Sur 36 matchs, un total de 87 buts ont été marqués, soit une moyenne de 2,42 buts par rencontre. Ce chiffre reflète l’intention positive affichée par les équipes, du coup d’envoi jusqu’aux derniers matchs de groupe mercredi soir.
En tête du classement des buteurs, Ayoub El Kaabi (Maroc), Brahim Díaz (Maroc) et Riyad Mahrez (Algérie) terminent à égalité comme meilleurs marqueurs à l’issue de la phase de groupes, avec trois réalisations chacun.
Leurs buts ne sont pas de simples annotations statistiques. La finition implacable d’El Kaabi a guidé le Maroc vers les phases à élimination directe, Díaz a apporté créativité et précision depuis des positions plus reculées, tandis que le sang-froid et le leadership de Mahrez ont été déterminants pour le parcours sans faute de l’Algérie en phase de groupes.
Le Nigeria établit la norme offensive
Au-delà des buteurs individuels, le Nigeria s’est imposé comme l’équipe la plus redoutable en attaque lors de la phase de groupes.
Les Super Eagles ont terminé avec huit buts, le total le plus élevé de la compétition, pour 21 tirs dont 10 cadrés, tout en affichant le taux de possession moyen le plus haut à 66%.
Ces chiffres illustrent une équipe alliant volume et efficacité, dominant territorialement et transformant la pression en buts.
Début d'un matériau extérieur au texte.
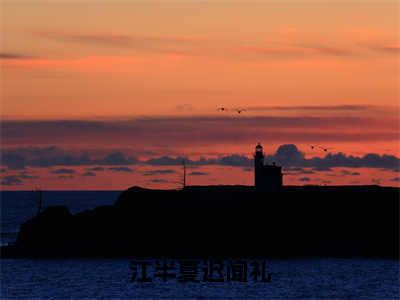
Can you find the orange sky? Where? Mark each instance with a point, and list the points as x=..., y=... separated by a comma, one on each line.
x=128, y=60
x=113, y=58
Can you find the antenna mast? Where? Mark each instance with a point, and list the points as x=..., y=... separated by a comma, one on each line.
x=184, y=173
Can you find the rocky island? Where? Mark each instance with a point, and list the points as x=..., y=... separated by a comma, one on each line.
x=221, y=222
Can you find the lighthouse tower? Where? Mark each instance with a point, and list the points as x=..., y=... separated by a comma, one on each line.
x=258, y=165
x=266, y=177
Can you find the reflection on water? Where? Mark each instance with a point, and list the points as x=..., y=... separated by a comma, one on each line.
x=322, y=278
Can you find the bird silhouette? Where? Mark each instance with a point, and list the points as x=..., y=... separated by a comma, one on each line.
x=325, y=149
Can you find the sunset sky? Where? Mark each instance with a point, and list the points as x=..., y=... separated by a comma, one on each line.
x=109, y=94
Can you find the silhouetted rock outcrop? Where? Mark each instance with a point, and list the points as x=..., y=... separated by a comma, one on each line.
x=222, y=221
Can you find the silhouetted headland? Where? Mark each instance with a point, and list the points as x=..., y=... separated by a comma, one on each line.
x=221, y=222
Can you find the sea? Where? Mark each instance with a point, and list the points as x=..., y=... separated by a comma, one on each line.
x=322, y=278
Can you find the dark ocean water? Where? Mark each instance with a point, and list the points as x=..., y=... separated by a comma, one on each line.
x=111, y=278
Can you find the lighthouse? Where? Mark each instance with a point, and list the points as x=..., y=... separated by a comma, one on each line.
x=267, y=178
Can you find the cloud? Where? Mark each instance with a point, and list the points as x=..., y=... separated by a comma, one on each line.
x=305, y=179
x=294, y=50
x=95, y=169
x=13, y=56
x=25, y=175
x=346, y=172
x=198, y=173
x=376, y=181
x=158, y=172
x=386, y=48
x=296, y=171
x=167, y=161
x=157, y=180
x=313, y=108
x=11, y=180
x=63, y=171
x=65, y=176
x=158, y=44
x=179, y=131
x=19, y=158
x=89, y=174
x=121, y=169
x=118, y=158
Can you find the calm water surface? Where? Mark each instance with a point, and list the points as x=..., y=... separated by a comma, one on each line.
x=60, y=279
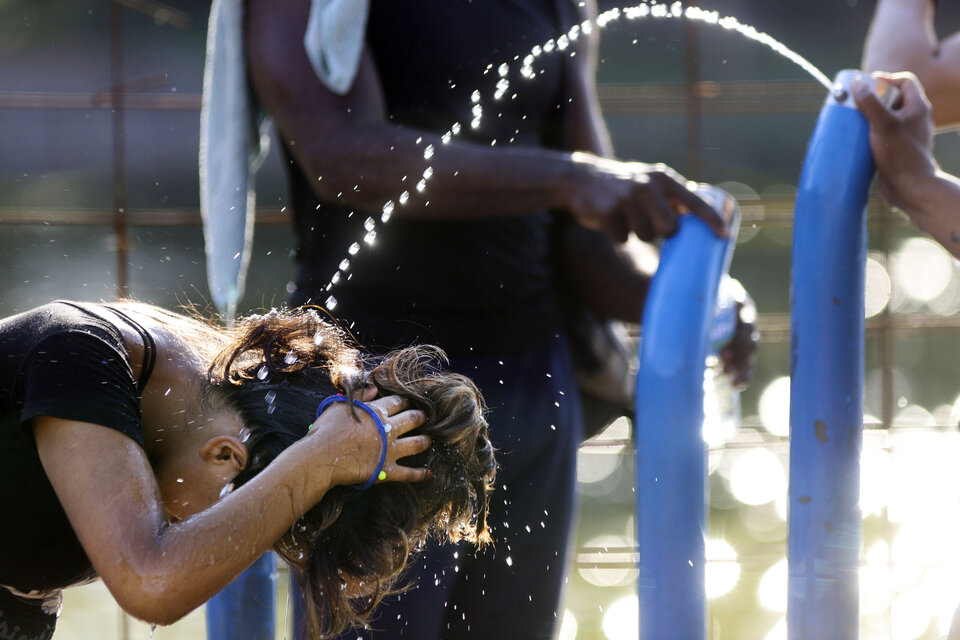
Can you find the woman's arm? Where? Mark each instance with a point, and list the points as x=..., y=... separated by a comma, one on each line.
x=359, y=158
x=902, y=38
x=159, y=571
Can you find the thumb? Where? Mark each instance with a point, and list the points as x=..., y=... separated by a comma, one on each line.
x=869, y=104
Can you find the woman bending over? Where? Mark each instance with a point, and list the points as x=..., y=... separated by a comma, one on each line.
x=165, y=455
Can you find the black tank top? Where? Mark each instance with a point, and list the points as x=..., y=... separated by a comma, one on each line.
x=467, y=285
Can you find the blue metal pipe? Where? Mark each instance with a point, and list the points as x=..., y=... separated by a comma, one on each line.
x=246, y=608
x=671, y=453
x=826, y=367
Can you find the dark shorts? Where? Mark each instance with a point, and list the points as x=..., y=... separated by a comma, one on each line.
x=24, y=618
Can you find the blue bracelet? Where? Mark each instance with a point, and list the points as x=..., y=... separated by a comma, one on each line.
x=378, y=473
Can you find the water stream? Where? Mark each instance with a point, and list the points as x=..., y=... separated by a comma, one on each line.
x=645, y=10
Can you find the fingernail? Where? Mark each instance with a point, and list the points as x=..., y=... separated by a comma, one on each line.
x=859, y=87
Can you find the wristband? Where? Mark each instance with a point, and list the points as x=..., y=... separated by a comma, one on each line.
x=378, y=473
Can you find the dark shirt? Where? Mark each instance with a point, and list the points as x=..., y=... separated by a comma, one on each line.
x=66, y=361
x=476, y=285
La performance offensive du Nigeria contrastait avec les difficultés rencontrées à l’autre extrémité du classement, où le Botswana a enregistré les pires statistiques défensives : sept buts encaissés, un seul but marqué et une possession moyenne de 38%.
Discipline et maîtrise
La phase de groupes n’a pas manqué de tension. Un total de 126 cartons jaunes et six cartons rouges ont été distribués, soulignant l’intensité physique de la compétition alors que les places pour la qualification se faisaient rares.
Les expulsions ont concerné plusieurs équipes, reflétant les marges infimes en jeu lorsque les matches basculaient en fin de rencontre et que la pression montait.
Malgré les exigences physiques, de nombreuses équipes ont su allier discipline et contrôle, en particulier celles qualifiées grâce à un jeu axé sur la possession.
Passes décisives, pénaltys et gestion de match
Les graphiques des passes décisives ont mis en lumière les équipes capables de débloquer les défenses par le mouvement et le jeu combiné, soulignant l’importance des schémas offensifs collectifs plutôt que la seule dépendance au talent individuel.
Concernant les statistiques de pénaltys, la Tunisie arrive en tête avec deux penalties accordés, tandis que l’Algérie, la RD Congo, l’Égypte, le Mali, le Maroc, le Mozambique, le Sénégal, l’Afrique du Sud, le Soudan et la Tanzanie en ont chacun obtenu un.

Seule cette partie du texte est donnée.